Juneteenth – a blending of the words June and nineteenth – is the oldest known U.S. celebration of the end of slavery. It commemorates June 19th, 1865, the day that Union Major General Gordon Granger rode into Galveston, Texas, and told slaves of their emancipation from slavery.
Juneteenth is also known as Black Independence Day, Emancipation Day, Freedom Day, Juneteenth Independence Day, or Juneteenth National Freedom Day. In 1980, Texas was the first state to make Juneteenth a state holiday, although it had been celebrated informally since 1865. (The National Registry of Juneteenth Organizations and Supporters provides an in-depth History of Juneteenth. Click here for additional information)

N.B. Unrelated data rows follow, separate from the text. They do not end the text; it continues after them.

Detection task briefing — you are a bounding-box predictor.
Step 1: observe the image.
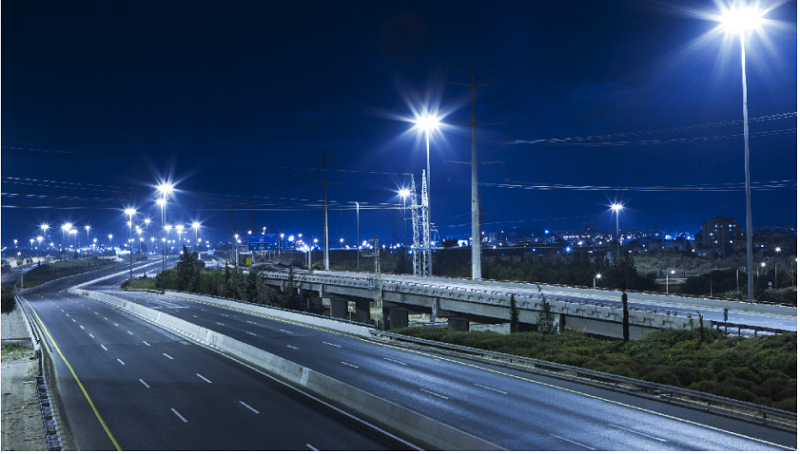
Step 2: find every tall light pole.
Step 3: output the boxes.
[397,188,411,247]
[192,221,200,250]
[125,208,136,281]
[415,114,440,276]
[61,222,72,258]
[611,203,622,260]
[720,7,765,301]
[156,181,175,271]
[156,199,168,271]
[356,202,361,269]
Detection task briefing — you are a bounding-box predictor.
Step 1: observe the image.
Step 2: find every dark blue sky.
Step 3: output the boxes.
[2,1,797,246]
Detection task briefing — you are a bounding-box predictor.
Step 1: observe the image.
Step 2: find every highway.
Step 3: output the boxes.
[23,263,414,451]
[75,278,796,451]
[314,271,797,332]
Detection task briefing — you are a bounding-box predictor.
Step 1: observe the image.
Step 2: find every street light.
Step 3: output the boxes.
[156,181,175,271]
[397,188,411,247]
[415,114,440,276]
[611,203,622,259]
[125,208,136,281]
[719,6,764,301]
[667,270,675,293]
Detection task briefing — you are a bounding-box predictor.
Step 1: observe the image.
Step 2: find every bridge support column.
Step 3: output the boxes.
[322,298,347,319]
[447,317,469,331]
[355,301,370,322]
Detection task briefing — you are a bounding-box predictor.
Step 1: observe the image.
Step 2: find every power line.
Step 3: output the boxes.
[507,112,797,145]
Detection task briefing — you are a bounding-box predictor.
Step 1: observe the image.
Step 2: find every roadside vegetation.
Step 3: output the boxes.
[393,327,797,412]
[0,345,33,363]
[128,247,304,310]
[0,284,17,314]
[19,256,131,288]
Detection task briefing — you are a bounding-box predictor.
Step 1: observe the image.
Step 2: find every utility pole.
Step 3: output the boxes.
[311,154,341,271]
[446,66,505,280]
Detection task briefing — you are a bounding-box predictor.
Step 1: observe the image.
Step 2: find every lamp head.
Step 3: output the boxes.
[414,114,440,132]
[720,6,766,34]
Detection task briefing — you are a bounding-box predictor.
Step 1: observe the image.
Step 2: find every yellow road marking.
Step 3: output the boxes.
[20,295,122,451]
[166,296,795,450]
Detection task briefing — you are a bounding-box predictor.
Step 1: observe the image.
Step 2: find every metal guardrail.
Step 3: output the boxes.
[176,290,375,329]
[375,331,797,424]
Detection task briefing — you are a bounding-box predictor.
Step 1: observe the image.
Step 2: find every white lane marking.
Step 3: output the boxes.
[383,358,408,366]
[419,388,449,399]
[475,383,508,394]
[170,408,189,422]
[239,400,259,414]
[609,424,667,443]
[550,433,597,451]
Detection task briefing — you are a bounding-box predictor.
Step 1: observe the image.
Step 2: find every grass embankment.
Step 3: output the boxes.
[0,345,33,362]
[121,277,161,290]
[24,257,117,288]
[396,327,797,412]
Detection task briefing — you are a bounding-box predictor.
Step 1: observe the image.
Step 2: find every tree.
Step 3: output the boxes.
[622,283,631,342]
[536,284,554,334]
[510,295,519,333]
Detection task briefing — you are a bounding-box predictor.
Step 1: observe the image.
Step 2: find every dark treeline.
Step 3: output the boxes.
[154,246,302,310]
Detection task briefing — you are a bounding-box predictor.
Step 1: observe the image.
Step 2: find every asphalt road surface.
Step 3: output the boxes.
[87,286,796,451]
[23,266,414,451]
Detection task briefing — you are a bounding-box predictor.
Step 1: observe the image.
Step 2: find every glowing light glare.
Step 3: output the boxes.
[156,181,175,196]
[719,6,766,33]
[414,114,442,132]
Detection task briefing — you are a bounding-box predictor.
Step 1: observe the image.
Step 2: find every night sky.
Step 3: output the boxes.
[2,0,797,247]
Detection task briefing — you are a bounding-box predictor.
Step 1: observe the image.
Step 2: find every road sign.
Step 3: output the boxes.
[248,234,275,243]
[247,242,275,251]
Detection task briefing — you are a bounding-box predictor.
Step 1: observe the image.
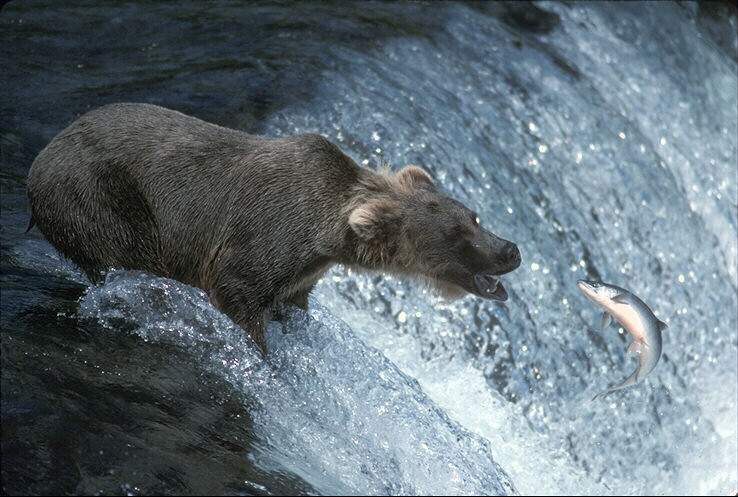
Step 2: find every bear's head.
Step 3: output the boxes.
[349,166,520,300]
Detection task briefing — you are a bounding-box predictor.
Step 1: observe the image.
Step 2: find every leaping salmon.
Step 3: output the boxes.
[577,280,667,400]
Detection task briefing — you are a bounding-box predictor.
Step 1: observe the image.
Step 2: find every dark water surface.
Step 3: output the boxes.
[0,1,738,495]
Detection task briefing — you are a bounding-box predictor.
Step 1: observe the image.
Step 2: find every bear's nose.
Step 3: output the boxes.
[507,243,522,269]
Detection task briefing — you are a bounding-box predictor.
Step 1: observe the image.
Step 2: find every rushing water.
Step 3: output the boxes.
[0,2,738,495]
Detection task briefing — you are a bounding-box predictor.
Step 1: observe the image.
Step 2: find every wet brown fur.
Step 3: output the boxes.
[28,104,509,350]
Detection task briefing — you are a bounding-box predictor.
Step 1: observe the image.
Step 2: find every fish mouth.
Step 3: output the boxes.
[577,280,595,300]
[474,273,508,302]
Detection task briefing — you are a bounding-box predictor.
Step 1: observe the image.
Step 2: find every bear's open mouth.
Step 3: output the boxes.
[474,273,507,302]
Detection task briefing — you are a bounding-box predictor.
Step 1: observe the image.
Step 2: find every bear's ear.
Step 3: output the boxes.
[349,200,400,241]
[395,166,435,190]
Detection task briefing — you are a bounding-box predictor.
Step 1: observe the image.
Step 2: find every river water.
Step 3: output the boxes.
[0,1,738,495]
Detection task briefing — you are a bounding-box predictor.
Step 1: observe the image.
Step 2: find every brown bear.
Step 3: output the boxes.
[28,104,520,350]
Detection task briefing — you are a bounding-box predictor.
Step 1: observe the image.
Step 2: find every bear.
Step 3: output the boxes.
[27,103,521,353]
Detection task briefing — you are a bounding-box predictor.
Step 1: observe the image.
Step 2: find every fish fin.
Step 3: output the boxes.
[612,293,629,304]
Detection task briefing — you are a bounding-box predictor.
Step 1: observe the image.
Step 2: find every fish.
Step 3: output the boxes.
[577,280,667,401]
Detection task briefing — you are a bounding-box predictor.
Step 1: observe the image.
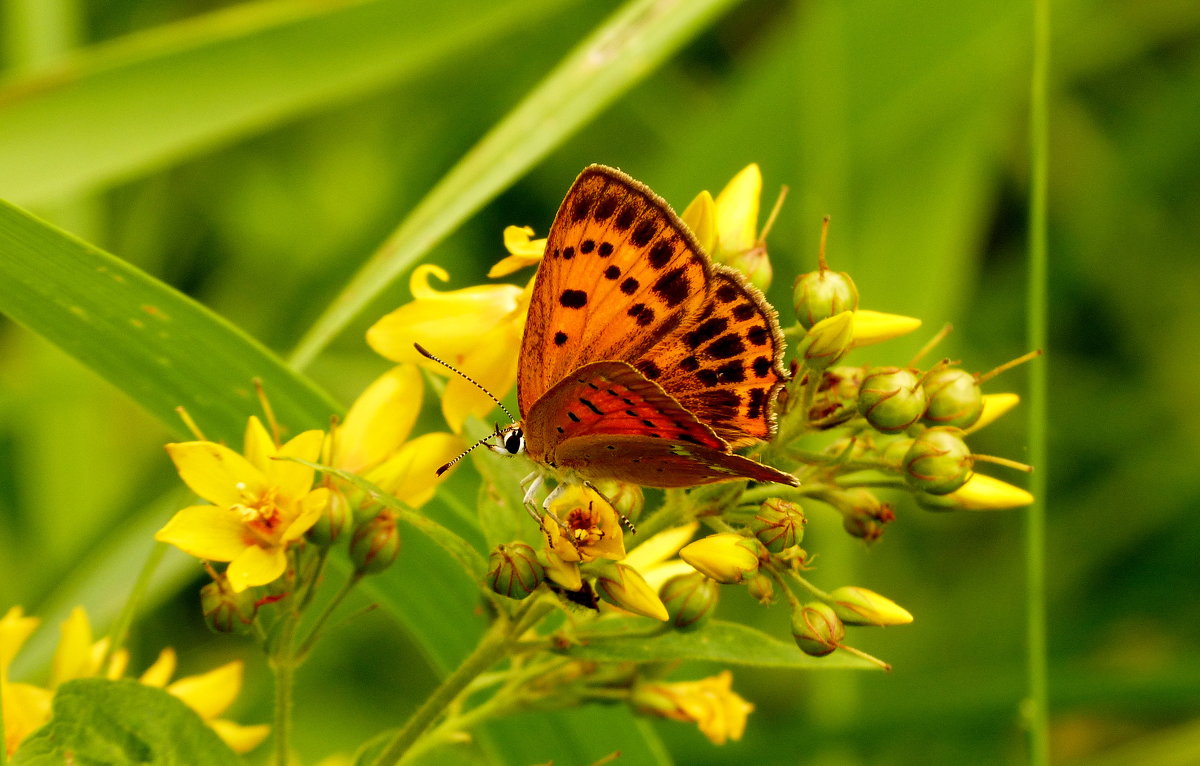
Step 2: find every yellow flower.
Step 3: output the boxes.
[850,309,920,348]
[631,670,754,744]
[367,264,529,432]
[330,364,464,508]
[542,484,625,564]
[595,562,671,622]
[679,532,763,585]
[155,417,329,592]
[487,226,546,279]
[0,606,53,755]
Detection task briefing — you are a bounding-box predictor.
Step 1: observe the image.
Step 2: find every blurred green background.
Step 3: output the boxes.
[0,0,1200,765]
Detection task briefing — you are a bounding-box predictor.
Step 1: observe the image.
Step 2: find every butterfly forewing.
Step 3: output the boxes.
[517,166,713,413]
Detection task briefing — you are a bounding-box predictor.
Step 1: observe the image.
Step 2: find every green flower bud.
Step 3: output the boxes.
[200,575,258,635]
[920,367,983,429]
[904,426,974,495]
[487,543,546,599]
[350,508,400,574]
[792,269,858,329]
[829,585,912,627]
[809,366,864,429]
[858,367,925,433]
[792,602,846,657]
[305,486,354,547]
[659,571,720,630]
[745,570,775,606]
[595,479,646,521]
[800,311,854,370]
[746,497,809,553]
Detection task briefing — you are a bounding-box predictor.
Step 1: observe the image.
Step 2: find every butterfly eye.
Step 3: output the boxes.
[504,429,524,455]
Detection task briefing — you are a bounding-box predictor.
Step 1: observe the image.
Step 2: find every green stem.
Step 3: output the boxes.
[1024,0,1050,766]
[374,599,554,766]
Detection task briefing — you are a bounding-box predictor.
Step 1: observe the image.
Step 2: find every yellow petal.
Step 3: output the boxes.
[366,432,466,508]
[266,430,325,499]
[967,394,1021,433]
[332,364,425,473]
[226,545,288,593]
[0,606,40,677]
[241,415,278,473]
[154,505,251,561]
[50,606,98,688]
[943,473,1033,510]
[850,309,920,348]
[208,718,271,764]
[679,191,716,253]
[716,162,762,257]
[442,324,521,432]
[167,660,242,720]
[367,264,523,375]
[167,442,266,505]
[138,646,176,689]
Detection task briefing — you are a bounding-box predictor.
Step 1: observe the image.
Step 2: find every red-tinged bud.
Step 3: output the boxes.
[792,269,858,329]
[350,509,400,574]
[746,497,808,553]
[659,571,720,630]
[809,366,864,429]
[920,367,983,429]
[792,602,846,657]
[200,576,258,635]
[487,543,546,599]
[858,367,925,433]
[904,426,973,495]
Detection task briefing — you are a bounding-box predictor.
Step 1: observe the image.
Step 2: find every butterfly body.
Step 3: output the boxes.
[513,166,797,487]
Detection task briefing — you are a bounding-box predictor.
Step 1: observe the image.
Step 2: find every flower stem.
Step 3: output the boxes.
[374,599,553,766]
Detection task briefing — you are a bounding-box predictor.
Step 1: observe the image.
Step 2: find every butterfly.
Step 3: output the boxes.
[477,164,798,494]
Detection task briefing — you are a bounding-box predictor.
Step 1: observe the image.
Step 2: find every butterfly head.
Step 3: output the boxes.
[487,423,524,457]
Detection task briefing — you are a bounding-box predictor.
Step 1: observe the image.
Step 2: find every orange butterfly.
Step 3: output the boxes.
[421,164,798,503]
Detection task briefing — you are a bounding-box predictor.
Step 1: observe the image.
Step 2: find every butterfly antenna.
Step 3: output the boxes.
[413,343,517,422]
[438,434,499,475]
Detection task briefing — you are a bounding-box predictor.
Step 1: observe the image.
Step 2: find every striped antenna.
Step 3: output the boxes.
[413,343,517,422]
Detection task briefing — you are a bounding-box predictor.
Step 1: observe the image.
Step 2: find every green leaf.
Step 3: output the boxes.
[0,0,564,204]
[12,678,241,766]
[0,196,340,443]
[566,618,878,670]
[292,0,736,367]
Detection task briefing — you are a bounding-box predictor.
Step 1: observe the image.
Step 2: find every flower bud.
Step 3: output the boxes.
[305,486,354,547]
[917,473,1033,510]
[792,602,846,657]
[904,426,973,495]
[746,497,809,553]
[593,559,671,622]
[745,570,775,606]
[487,543,546,599]
[809,366,864,429]
[679,532,767,585]
[594,479,646,521]
[800,311,854,370]
[792,269,858,329]
[350,508,400,574]
[659,571,719,630]
[920,367,983,429]
[829,585,912,626]
[200,575,258,634]
[858,367,925,433]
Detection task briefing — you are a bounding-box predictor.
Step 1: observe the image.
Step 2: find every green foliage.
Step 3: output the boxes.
[12,678,241,766]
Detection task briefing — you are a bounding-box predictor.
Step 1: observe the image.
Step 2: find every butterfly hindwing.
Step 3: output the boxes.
[517,166,713,414]
[524,361,727,465]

Over the years, congressional representatives have introduced multiple bills to make Juneteenth a federal holiday, unsuccessfully thus far, but many universities and private companies have joined state governments in recognizing Juneteenth as an official holiday. Most recently, the NFL declared Juneteenth a league holiday, following companies like Nike and Twitter.
In recognition of this historic date and all that is means to our Black brothers and sisters, and in solidarity with those seeking to make Juneteenth a national holiday, we declare June 19th as an official Cinnaire holiday.
On this day of Juneteenth, let us learn and understand our history, and get to work making the promise of emancipation a reality.